A new tool is being used to help the environment at a tourist attraction.
Two Exmoor ponies from The Moorland Mouise Trust, set up to promote and protect the rare breed, will spend six to eight weeks at the wetlands at St Mary’s Island.
They will eat the coarse and invasive scrub and grasses, allowing finer grasses and wild flowers to flourish.
And officials from the St Mary’s Island Wetland Conservation Group are hoping they may develop a taste for New Zealand pygmyweed, an invasive species present in the ponds.
The ponies, called Martini and Lucie, are tame and must not be fed as they are there to do a job.
If the trial period proves successful the ponies will return in the autumn and stay longer.

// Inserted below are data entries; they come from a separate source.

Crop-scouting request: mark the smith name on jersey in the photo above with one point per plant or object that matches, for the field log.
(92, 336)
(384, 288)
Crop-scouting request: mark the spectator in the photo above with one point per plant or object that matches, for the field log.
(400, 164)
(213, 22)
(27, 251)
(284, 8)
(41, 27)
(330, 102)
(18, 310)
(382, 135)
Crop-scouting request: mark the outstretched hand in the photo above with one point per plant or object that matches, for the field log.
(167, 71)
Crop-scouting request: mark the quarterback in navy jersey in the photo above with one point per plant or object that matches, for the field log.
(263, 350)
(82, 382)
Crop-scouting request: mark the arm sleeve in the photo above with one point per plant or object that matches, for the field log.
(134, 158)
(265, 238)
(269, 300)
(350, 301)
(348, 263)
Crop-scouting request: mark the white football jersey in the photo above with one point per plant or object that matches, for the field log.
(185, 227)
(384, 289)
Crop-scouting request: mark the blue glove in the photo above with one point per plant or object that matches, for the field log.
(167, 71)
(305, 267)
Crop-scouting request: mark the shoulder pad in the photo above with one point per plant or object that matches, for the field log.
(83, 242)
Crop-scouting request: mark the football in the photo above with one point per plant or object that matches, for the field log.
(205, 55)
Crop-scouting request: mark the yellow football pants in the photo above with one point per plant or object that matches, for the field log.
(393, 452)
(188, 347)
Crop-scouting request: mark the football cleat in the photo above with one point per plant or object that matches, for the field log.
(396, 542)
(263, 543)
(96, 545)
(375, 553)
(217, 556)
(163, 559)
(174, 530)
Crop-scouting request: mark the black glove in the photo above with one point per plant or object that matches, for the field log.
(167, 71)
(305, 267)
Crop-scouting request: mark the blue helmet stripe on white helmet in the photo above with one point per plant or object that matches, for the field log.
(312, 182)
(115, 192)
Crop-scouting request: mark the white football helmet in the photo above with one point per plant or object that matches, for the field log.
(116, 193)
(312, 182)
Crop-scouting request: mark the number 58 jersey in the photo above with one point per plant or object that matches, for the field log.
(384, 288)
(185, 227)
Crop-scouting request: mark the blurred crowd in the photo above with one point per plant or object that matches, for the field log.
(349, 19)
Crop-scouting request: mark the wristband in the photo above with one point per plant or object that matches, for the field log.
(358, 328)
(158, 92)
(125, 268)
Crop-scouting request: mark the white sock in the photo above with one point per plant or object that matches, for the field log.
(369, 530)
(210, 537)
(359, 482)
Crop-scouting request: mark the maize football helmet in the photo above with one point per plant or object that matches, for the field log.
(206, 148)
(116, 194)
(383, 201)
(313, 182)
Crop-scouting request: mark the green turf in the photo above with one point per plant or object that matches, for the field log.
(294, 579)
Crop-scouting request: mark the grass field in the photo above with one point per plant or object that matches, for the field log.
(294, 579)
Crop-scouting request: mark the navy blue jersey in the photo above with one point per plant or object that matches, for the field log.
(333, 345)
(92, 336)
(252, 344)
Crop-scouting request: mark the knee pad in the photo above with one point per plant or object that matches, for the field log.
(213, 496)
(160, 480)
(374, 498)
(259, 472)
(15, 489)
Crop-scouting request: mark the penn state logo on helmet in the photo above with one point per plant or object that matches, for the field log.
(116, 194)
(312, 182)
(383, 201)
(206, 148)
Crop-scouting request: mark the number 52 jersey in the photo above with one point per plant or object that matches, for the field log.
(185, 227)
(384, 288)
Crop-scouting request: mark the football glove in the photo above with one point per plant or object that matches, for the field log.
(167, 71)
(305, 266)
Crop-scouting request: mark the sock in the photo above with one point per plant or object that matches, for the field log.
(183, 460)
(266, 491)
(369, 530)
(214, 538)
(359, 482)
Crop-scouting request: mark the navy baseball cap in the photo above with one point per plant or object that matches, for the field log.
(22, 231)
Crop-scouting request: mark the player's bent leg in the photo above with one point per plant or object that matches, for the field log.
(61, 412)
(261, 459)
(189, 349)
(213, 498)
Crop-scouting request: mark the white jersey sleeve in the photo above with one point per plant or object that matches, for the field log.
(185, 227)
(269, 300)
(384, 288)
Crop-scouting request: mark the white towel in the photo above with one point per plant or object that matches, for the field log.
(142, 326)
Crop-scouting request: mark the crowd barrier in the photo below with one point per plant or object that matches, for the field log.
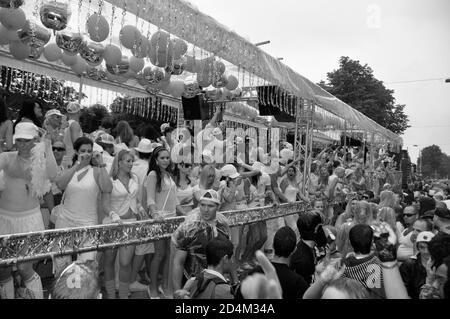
(53, 243)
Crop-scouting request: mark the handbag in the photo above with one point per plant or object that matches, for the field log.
(57, 210)
(162, 212)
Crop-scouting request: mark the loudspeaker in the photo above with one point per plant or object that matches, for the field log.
(196, 108)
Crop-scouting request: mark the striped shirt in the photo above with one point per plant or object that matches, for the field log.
(368, 272)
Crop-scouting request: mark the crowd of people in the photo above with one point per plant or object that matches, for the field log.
(364, 237)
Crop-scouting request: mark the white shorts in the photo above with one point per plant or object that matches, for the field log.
(145, 249)
(21, 222)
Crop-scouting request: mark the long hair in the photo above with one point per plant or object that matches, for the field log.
(3, 110)
(27, 111)
(155, 167)
(115, 166)
(177, 173)
(207, 169)
(363, 214)
(124, 131)
(387, 199)
(387, 215)
(78, 143)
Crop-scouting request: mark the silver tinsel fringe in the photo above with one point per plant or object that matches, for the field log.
(51, 243)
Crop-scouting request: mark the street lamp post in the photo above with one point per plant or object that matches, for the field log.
(420, 158)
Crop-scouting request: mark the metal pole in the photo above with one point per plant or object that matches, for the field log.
(80, 90)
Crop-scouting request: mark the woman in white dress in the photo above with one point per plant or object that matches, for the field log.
(82, 184)
(162, 203)
(124, 202)
(27, 174)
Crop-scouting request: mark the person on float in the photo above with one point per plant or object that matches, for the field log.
(72, 132)
(124, 136)
(28, 173)
(142, 252)
(31, 111)
(162, 203)
(107, 144)
(54, 125)
(192, 236)
(124, 202)
(82, 184)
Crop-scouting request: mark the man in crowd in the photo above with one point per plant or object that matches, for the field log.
(211, 283)
(437, 283)
(363, 265)
(441, 220)
(413, 271)
(192, 236)
(303, 261)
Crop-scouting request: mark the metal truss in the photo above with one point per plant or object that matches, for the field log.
(304, 137)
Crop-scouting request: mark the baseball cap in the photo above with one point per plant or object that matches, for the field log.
(73, 107)
(348, 172)
(106, 139)
(164, 127)
(53, 112)
(211, 196)
(442, 212)
(145, 146)
(25, 130)
(229, 171)
(424, 237)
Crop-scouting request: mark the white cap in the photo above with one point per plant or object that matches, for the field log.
(145, 146)
(164, 127)
(216, 131)
(53, 112)
(211, 196)
(73, 107)
(106, 139)
(424, 237)
(26, 130)
(229, 171)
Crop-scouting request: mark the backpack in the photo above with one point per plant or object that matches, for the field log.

Coun John Stirling, cabinet member for the environment, said: “We’re really looking forward to the two ponies moving onto the wetland area.”
“I’m sure families visiting the lighthouse will also love dropping by to see Martini and Lucie, too.

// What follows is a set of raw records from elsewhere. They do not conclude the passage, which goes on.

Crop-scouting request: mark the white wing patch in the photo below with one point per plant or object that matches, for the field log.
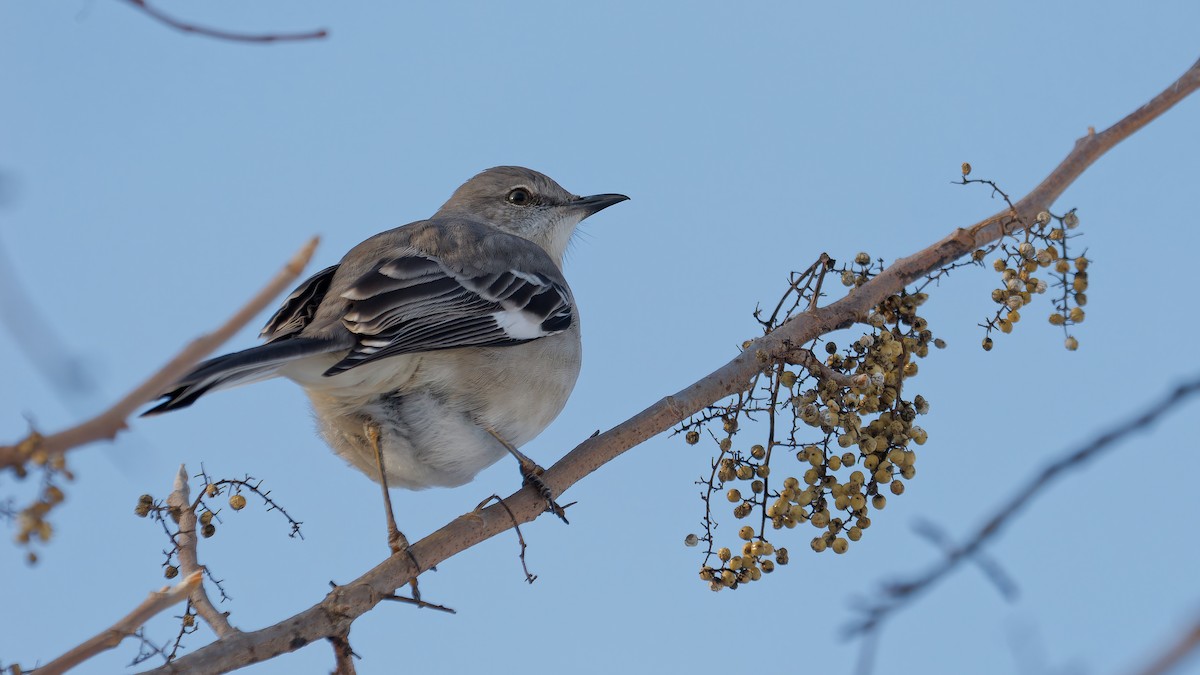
(520, 324)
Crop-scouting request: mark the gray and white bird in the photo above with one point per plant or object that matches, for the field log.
(433, 348)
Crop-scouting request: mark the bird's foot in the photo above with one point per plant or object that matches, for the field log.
(531, 473)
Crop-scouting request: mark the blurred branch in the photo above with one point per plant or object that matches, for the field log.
(189, 559)
(1176, 653)
(333, 616)
(185, 27)
(43, 348)
(900, 593)
(107, 424)
(157, 602)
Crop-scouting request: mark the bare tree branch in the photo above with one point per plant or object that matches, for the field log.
(107, 424)
(184, 27)
(900, 593)
(109, 638)
(334, 615)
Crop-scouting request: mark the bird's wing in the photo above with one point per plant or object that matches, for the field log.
(299, 308)
(418, 304)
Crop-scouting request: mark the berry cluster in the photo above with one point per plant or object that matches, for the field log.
(864, 430)
(33, 523)
(1042, 248)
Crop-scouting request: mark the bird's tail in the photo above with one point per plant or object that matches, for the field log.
(239, 368)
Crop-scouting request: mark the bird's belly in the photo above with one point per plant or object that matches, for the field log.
(439, 413)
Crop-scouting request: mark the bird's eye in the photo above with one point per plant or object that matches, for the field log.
(520, 197)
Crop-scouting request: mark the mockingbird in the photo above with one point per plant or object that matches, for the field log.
(432, 348)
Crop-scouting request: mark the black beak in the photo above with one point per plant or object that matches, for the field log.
(595, 203)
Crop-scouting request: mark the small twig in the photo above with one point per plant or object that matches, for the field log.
(990, 568)
(189, 559)
(107, 424)
(903, 592)
(185, 27)
(516, 526)
(343, 655)
(127, 626)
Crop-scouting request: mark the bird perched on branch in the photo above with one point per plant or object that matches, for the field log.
(433, 348)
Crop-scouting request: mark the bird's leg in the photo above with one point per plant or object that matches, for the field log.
(532, 475)
(396, 539)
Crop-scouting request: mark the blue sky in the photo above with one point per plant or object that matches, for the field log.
(153, 180)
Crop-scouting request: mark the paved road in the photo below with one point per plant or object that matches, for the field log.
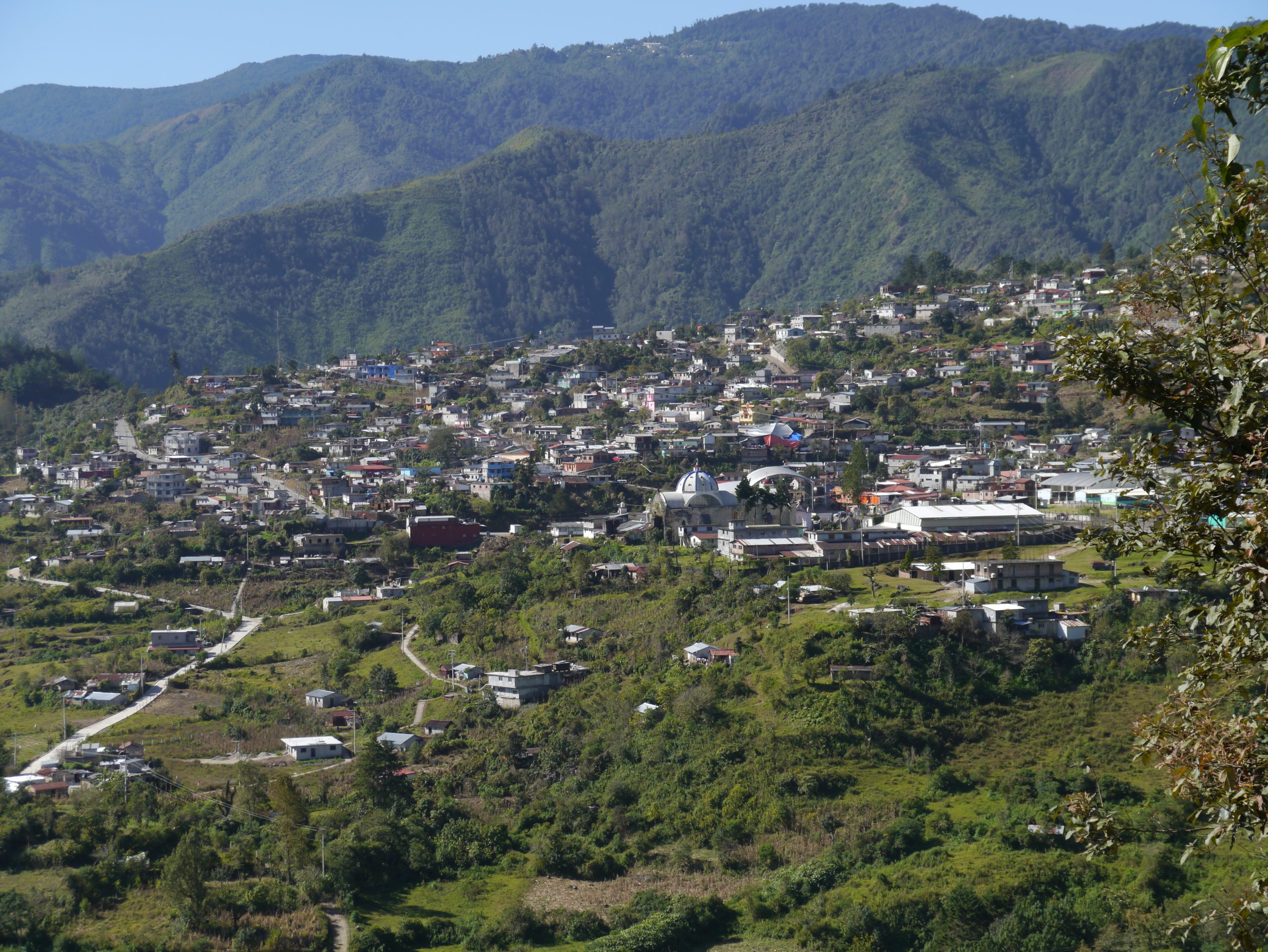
(127, 441)
(415, 658)
(338, 928)
(273, 482)
(143, 596)
(151, 692)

“Of course, as a result of the ponies grazing, there are great benefits to the environment, as well.
“On behalf of North Tyneside Council, I must thank the Conservation group and the local community for all of their hard work at St Mary’s Island, and to The Moorland Mousie Trust for bringing the ponies to the headland.”

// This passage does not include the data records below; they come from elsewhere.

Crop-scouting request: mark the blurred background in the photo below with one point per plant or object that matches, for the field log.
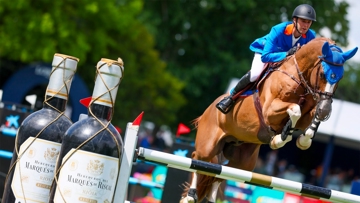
(179, 55)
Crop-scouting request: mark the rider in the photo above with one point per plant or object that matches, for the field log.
(273, 47)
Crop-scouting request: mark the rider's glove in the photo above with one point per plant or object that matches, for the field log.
(291, 51)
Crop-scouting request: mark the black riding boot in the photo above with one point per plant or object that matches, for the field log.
(226, 104)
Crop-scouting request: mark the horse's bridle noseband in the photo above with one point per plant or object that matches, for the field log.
(302, 82)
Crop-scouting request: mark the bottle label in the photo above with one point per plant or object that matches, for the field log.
(86, 177)
(34, 172)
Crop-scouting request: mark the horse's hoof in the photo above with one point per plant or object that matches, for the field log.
(303, 146)
(277, 141)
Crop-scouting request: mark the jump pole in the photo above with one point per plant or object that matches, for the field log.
(130, 141)
(228, 173)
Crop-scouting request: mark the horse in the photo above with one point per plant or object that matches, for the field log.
(296, 95)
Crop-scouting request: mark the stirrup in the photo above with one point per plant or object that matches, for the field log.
(225, 104)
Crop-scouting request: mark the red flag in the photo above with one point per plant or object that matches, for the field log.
(182, 129)
(86, 101)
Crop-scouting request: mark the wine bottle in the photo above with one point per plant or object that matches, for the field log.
(39, 138)
(89, 160)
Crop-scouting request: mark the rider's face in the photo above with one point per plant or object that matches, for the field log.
(303, 25)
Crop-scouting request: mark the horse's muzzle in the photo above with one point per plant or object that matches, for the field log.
(323, 110)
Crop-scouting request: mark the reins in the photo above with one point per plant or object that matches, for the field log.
(302, 82)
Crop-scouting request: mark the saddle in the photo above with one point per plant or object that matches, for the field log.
(253, 86)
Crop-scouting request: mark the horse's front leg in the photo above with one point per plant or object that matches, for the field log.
(304, 140)
(280, 140)
(191, 196)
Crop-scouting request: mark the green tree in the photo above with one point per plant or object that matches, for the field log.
(32, 31)
(206, 42)
(348, 86)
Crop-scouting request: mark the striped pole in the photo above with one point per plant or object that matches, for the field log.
(228, 173)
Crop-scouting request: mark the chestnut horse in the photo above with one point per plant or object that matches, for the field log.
(297, 95)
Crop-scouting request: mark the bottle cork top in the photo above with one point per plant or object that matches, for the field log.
(109, 62)
(67, 56)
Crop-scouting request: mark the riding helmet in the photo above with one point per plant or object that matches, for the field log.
(305, 11)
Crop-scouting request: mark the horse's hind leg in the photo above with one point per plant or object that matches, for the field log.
(278, 141)
(206, 150)
(211, 196)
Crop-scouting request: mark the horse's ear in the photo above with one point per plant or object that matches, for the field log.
(326, 50)
(347, 55)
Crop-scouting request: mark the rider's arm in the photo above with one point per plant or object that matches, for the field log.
(273, 50)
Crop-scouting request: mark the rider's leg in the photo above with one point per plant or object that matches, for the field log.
(257, 66)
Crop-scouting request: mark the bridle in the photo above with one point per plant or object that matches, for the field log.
(302, 82)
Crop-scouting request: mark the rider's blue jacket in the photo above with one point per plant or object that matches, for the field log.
(273, 46)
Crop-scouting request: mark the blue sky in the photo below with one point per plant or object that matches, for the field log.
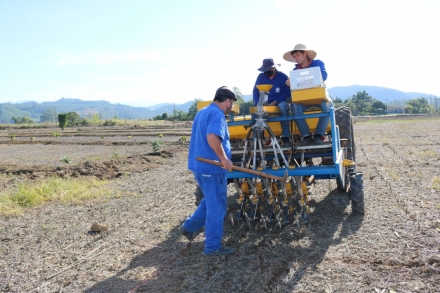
(149, 52)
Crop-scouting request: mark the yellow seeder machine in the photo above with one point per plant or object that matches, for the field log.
(272, 178)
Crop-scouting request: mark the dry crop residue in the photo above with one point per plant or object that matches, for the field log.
(394, 246)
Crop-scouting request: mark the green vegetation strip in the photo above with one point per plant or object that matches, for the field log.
(66, 191)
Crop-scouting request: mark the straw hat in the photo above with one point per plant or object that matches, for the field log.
(299, 47)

Exmoor ponies have proved to be the best at conservation grazing as they have small feet which do less damage and they have large jaws which can manage scrub.
St Mary’s Island Wetland was created in 1997 and forms part of the St Mary’s Island Local Nature Reserve.
The conversation group, which is made up of a group of local wildlife enthusiasts, was set up in 2014 to help manage the wetland area in conjunction with North Tyneside Council.
The Conservation Group’s recent work has included the control of invasive species, the clearance of litter and significant repairs to the site fence, enabling the Exmoor ponies to be used.